In all these areas, consistent access to water  improves plant growth and increases yield from your veggies. Without them, drying spring winds can kill tender young seedlings between automatic drip system “on” cycles.

Filled with water, a buried clay pot waters nearby plants slowly and deeply via capillary action through the porous sides of the pots. Round pots with big bellies and narrow necks may be purchased on the Internet; but they are expensive. In Prescott, Watters and Mortimers carry a few.

Low cost ollas can be constructed from very inexpensive clay pots availble at Amazon or at big box stores. The size of the pots you choose will determine how often you need to refill. During monsoon rains, removing lids will allow nature to replenish the pots with water. You could use your drip system to refill.  Or you can fill them with a watering hose. 

Eight to ten inch pots and their lids are easily found locally. #5 rubber stoppers, a wine cork, silicon caulk, hot glue or reusable sticky tack may be used to plug the hole in the bottom of the pot.

Using stoppers, cork, or sticky tack plugs meants you can remove the plug and use the pot for something else later. Place the lid (saucer) on top after burying the pot or you can use a masonry bit to drill a hole in the lid to collect rain water or attach a drip line. Painting the lids with acrylic paint, cuts down on evaporation.

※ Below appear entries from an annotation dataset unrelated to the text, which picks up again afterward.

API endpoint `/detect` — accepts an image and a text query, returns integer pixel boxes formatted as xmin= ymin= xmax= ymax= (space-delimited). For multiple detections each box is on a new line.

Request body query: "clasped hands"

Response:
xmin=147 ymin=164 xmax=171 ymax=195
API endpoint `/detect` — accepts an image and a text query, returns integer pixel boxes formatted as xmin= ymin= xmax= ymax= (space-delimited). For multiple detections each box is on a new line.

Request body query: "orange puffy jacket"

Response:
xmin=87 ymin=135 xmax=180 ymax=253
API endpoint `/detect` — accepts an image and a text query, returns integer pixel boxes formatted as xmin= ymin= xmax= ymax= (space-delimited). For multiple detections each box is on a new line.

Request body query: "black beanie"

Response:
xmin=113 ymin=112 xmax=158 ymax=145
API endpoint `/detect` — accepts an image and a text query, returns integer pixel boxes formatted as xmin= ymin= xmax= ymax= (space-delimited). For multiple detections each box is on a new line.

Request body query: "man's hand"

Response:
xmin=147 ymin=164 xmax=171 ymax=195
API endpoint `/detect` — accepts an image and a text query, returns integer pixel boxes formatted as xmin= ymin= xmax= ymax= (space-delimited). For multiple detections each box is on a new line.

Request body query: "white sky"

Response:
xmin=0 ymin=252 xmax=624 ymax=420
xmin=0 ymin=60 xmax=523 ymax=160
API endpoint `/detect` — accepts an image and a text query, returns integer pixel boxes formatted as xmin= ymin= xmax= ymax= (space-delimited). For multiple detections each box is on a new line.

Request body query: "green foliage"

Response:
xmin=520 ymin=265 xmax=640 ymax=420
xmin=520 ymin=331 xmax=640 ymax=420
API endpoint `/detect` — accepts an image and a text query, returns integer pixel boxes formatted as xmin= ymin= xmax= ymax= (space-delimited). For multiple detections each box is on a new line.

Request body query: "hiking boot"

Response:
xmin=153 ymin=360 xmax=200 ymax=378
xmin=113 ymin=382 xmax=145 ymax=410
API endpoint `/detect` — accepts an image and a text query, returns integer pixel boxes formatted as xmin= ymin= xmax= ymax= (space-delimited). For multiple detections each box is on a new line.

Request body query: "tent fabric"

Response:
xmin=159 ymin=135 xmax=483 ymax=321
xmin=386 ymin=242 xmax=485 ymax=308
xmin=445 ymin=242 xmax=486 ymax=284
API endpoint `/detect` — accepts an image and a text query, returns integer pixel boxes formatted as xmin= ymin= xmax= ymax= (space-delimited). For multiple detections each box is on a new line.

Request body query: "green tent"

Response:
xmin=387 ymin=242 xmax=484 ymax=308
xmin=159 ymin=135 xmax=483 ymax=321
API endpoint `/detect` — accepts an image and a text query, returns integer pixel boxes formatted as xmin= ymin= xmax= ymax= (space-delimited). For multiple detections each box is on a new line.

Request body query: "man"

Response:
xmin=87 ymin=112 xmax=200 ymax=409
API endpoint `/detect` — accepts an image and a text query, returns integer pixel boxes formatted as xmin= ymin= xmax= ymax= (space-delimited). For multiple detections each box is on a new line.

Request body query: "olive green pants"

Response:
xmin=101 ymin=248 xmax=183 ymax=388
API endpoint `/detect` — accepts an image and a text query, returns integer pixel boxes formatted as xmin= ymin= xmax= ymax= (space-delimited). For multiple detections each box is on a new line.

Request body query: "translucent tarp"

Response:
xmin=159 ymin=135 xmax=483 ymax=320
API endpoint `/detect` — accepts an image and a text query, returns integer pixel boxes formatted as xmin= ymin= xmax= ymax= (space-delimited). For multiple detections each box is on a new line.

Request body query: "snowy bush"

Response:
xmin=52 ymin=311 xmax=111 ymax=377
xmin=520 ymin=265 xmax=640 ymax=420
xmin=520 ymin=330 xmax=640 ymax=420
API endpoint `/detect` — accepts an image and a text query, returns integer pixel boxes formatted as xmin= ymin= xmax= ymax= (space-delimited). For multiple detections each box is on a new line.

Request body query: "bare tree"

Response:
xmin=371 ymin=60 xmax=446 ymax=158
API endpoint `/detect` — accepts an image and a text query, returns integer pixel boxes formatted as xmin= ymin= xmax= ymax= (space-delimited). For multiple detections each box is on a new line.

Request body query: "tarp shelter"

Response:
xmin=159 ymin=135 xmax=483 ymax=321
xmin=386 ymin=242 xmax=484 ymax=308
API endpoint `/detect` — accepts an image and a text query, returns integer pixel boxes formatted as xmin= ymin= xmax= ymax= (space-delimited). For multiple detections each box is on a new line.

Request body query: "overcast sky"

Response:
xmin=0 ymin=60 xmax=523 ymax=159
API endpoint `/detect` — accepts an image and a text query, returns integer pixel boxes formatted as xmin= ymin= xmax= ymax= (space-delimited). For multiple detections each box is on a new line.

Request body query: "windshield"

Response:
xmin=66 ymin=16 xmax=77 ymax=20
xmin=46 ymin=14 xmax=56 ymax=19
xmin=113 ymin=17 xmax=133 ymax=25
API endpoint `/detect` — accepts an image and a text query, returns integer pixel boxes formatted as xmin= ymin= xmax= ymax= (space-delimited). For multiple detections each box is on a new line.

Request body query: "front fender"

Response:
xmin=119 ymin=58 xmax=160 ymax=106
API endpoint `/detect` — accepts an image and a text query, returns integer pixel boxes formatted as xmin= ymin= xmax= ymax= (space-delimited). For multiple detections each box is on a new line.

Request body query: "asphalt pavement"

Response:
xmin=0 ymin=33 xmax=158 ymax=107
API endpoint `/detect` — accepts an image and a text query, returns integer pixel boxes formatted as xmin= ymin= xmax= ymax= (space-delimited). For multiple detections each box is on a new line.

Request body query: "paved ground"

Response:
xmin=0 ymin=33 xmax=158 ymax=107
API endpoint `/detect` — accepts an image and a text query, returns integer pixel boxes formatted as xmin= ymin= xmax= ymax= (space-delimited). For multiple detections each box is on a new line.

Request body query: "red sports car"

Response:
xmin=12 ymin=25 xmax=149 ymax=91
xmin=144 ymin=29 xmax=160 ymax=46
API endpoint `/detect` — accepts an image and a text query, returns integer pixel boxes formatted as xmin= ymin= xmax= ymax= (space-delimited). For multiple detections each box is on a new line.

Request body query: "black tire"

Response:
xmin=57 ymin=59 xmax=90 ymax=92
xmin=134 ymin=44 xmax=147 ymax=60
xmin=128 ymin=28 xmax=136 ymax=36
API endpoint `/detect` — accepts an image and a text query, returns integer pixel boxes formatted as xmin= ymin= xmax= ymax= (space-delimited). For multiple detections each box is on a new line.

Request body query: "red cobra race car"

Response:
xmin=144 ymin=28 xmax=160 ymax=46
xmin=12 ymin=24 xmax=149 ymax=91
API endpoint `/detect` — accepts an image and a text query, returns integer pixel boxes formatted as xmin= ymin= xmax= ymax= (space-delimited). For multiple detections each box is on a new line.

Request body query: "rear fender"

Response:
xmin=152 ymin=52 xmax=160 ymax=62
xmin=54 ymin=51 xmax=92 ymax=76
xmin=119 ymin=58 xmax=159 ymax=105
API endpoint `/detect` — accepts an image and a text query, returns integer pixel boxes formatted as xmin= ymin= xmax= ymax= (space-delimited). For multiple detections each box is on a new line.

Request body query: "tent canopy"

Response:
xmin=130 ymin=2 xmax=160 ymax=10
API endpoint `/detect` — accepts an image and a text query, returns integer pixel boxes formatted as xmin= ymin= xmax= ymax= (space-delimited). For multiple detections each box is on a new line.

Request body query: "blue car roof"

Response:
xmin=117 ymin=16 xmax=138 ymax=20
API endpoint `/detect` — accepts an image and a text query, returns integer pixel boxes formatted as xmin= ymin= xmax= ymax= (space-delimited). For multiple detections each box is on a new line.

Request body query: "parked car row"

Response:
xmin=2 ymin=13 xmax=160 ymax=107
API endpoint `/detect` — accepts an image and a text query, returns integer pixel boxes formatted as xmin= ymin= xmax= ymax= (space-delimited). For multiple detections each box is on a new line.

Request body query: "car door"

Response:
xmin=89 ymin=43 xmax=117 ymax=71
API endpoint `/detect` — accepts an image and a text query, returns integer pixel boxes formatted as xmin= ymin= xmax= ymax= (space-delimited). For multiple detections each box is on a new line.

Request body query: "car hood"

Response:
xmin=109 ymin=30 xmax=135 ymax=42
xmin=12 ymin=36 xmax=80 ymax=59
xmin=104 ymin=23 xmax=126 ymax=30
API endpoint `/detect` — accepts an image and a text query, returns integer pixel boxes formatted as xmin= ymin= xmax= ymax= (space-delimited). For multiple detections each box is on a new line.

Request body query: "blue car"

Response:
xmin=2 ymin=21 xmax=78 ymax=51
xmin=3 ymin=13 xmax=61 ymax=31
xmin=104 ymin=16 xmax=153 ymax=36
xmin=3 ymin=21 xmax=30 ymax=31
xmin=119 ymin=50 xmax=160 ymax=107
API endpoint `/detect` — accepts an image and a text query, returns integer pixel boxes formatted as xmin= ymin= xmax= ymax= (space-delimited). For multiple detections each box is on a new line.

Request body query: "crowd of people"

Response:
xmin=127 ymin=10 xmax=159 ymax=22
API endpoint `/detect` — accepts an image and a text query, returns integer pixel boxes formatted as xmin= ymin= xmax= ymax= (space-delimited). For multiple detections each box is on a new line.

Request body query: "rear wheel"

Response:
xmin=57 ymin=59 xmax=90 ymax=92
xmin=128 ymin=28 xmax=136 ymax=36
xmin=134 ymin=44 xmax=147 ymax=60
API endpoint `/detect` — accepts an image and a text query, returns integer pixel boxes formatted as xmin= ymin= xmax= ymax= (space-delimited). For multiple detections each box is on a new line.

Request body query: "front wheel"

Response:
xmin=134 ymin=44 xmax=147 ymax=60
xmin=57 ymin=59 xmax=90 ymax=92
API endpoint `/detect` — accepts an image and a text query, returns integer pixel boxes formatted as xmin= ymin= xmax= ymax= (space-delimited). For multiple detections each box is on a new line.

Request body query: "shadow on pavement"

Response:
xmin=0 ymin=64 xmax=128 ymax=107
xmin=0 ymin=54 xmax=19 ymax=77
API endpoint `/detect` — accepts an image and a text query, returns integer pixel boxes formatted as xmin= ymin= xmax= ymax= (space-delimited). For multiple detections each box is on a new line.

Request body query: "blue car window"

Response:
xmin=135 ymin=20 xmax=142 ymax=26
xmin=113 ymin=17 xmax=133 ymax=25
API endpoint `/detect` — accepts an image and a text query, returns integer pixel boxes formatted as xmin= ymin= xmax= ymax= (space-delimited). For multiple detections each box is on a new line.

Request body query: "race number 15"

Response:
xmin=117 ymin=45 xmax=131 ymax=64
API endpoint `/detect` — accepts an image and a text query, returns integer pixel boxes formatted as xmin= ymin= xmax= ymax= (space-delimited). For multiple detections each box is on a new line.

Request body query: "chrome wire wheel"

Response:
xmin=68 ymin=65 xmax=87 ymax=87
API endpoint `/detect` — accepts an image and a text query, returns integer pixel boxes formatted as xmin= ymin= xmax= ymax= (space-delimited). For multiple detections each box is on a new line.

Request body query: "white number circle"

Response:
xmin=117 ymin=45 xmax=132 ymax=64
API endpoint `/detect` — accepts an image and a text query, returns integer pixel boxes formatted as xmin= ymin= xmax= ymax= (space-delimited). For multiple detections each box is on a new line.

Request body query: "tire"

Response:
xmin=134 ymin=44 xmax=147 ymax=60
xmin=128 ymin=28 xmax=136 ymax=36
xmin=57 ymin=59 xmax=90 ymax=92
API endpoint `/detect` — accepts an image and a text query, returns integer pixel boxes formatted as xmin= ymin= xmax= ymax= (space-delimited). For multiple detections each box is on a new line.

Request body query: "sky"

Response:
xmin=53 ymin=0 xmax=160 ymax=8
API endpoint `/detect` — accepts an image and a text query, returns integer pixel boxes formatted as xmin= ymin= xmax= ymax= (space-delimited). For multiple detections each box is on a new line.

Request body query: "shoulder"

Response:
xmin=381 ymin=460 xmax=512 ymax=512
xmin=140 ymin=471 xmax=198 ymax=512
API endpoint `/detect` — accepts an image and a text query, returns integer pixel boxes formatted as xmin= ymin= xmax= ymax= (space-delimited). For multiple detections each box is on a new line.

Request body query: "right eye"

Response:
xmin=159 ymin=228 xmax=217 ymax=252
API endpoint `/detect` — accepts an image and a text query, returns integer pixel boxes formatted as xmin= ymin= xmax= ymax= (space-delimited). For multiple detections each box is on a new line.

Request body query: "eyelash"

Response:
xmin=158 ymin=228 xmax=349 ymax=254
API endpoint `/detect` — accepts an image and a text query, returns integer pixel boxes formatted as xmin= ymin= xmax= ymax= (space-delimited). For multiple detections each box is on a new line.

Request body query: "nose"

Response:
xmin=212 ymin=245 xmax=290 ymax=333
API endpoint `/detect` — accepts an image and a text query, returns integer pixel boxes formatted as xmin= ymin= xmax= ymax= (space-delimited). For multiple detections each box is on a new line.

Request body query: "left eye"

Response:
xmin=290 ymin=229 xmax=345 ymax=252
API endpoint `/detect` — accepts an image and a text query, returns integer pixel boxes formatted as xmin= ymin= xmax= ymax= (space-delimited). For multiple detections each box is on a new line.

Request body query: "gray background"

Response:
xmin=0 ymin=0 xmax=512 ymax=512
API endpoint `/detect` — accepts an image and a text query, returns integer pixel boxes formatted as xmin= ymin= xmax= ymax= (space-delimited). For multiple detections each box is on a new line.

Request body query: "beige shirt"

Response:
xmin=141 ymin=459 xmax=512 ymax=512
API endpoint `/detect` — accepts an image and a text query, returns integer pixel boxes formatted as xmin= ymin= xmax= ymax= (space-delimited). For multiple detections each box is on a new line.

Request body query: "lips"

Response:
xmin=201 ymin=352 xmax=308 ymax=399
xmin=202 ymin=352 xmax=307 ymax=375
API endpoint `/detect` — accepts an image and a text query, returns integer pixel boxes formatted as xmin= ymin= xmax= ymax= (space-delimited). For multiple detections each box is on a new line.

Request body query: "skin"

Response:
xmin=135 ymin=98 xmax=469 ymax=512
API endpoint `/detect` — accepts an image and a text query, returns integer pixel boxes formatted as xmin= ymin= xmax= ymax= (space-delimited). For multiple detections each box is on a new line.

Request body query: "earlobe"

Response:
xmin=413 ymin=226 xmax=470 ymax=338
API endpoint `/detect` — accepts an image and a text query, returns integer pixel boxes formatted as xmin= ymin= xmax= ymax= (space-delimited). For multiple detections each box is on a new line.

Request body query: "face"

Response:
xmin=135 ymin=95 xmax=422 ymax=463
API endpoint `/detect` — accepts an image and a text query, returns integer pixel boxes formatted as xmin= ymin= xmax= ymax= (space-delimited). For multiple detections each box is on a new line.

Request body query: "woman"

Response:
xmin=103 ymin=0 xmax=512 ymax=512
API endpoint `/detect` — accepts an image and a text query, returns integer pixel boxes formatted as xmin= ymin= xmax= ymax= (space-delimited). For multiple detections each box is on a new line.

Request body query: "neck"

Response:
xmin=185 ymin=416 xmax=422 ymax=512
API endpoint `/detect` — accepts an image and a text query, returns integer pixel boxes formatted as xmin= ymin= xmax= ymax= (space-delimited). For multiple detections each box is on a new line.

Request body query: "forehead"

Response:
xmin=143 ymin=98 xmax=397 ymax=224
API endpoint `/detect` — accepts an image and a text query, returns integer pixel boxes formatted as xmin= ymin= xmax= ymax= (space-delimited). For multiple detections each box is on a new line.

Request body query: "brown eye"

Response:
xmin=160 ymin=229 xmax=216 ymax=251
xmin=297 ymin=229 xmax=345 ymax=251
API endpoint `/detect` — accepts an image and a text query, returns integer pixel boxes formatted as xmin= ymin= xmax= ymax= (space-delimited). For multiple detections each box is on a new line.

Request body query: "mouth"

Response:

Roots may accumulate around the clay pots; but this is a good thing.  It means the roots are absorbing nearly 100% of the water. After the season, remove the pots and give them a scrub before storing over the winter.

Doubling up pots works well in the vegetable garden or near trees. You can use ollas in containers or for indoor plants as well. 

Materials

  • Clay pots (unglazed) 
  • Material to plug the hole
  • Lid (saucer)
  • Glue (Gorilla glue)
  • Caulking  

 

Procedure

  • Plug the hole
  • Bury the pot near plants. 
  • Fill the pot with water
  • Cover with the saucer

Another idea is to invert a pot into its saucer. Seal with caulking. Fill the pot from the top and add a decorative rock to keep critters out.  

   For small trees, shrubs and thirsty veggies, doubled pots may be buried nearby.

  • Invert one pot over another
  • Glue the pots together
  • Allow the glue to setup overnight
  • Seal seam with caulk or glue
  • Plug the bottom hole.
  • Bury the double pot.
  • Fill with water.

 

No need for a lid, but a small rock or shard from a broken pot will keep critters out.

In Zone 7 and above, you may be able to leave the pots buried over the winter without having them crack and be destroyed by frost. At higher elevations, you need to dig them up and store them in the garage or shed.  In marginal areas, a few inches of mulch might keep them safe. 

Getting water to the roots of plants takes some effort.  Clay pot ollas can help us keep plants healthy and and productive by using water more effectively.  And they are easy to make.